Marmorsaal

The Marble Hall lies at the end of the “Imperial Passage” – the area originally intended for the accommodation of the imperial court and the many other guests who visited the Abbey. It served as a reception and dining hall for festivals, above all during visits by the imperial court. The inscription above the door indicates this function: “Hospites tamquam Christus suscipiantur” (“Let all guests who arrive be received like Christ”) and “Et omnibus congruus honor exhibeatur” (“And to all let due honour be shown”) from Chapter 53 of the Rule of St Benedict. The door frames are of real marble from the famous Salzburg quarries of Adnet and Untersberg, while the walls are of stucco marble. The ceiling frescoes are by Paul Troger (1731) and the architectural painting, which gloriously frames the frescoes, by Gaetano Fanti. There have been various attempts to interpret the allegories in the ceiling frescoes. The viewer can see, for example, the central figure of Pallas Athene on a chariot pulled by lions with Hercules who is striking Cerberus with his club.
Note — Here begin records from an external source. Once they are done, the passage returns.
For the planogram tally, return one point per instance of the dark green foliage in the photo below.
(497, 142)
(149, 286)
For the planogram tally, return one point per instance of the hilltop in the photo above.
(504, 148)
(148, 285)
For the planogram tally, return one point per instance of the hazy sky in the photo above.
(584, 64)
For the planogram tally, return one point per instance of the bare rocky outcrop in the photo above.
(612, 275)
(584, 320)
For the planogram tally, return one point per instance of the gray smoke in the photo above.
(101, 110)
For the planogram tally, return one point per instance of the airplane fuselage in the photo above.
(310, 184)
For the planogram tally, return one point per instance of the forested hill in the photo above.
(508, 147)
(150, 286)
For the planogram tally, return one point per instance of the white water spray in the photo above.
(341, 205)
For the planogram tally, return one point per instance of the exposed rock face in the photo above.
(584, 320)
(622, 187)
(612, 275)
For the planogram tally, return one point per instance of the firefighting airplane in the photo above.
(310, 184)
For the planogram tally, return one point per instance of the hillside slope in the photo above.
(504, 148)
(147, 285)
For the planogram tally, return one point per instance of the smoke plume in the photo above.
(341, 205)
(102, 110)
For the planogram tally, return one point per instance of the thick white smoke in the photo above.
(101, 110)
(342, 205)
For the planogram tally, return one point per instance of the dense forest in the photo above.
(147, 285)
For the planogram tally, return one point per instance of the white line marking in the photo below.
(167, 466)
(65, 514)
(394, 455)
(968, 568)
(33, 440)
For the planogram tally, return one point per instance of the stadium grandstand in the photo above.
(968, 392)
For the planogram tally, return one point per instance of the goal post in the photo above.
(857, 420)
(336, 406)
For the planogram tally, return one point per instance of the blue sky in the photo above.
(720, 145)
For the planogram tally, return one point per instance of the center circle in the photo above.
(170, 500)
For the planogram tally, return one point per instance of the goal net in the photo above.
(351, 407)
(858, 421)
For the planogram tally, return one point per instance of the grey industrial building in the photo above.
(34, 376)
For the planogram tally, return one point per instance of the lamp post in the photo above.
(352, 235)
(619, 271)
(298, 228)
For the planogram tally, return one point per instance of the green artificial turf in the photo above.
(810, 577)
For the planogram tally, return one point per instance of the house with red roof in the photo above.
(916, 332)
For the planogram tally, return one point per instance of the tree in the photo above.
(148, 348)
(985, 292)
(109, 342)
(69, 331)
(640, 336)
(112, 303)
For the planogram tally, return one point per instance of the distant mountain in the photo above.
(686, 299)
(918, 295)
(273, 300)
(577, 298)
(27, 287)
The Habsburgs liked to employ the myth of Hercules for themselves; this was particularly true of Charles VI, from whose reign this painting comes. The two figures could therefore be seen as an embodiment of state power, and thus the painting as an expression of deference to the ruling dynasty, which knows how to govern with wise moderation (Pallas Athene) and necessary force (Hercules). The ruler leads his people, with all their sinful ways, from the dark (Cerberus, demons of the night, allegories of sin: pride, greed, lust, envy, gluttony, wrath and sloth) into the light that grants science and the arts to the seeker: above Pallas Athene a radiant angel brings light and scatters flowers. Next to it, the spring-like Zephyr brings warmth and growth. Underneath there are allegorical depictions of various virtues, sciences and arts. At the end of the group, the winged horse Pegasus, symbol of poetry, leaps from the temple to the muses. An angel hovers above, pouring from its cornucopia rewards for good, spiritual and moral acts. Here one can clearly see the Enlightenment ideal of the ruler.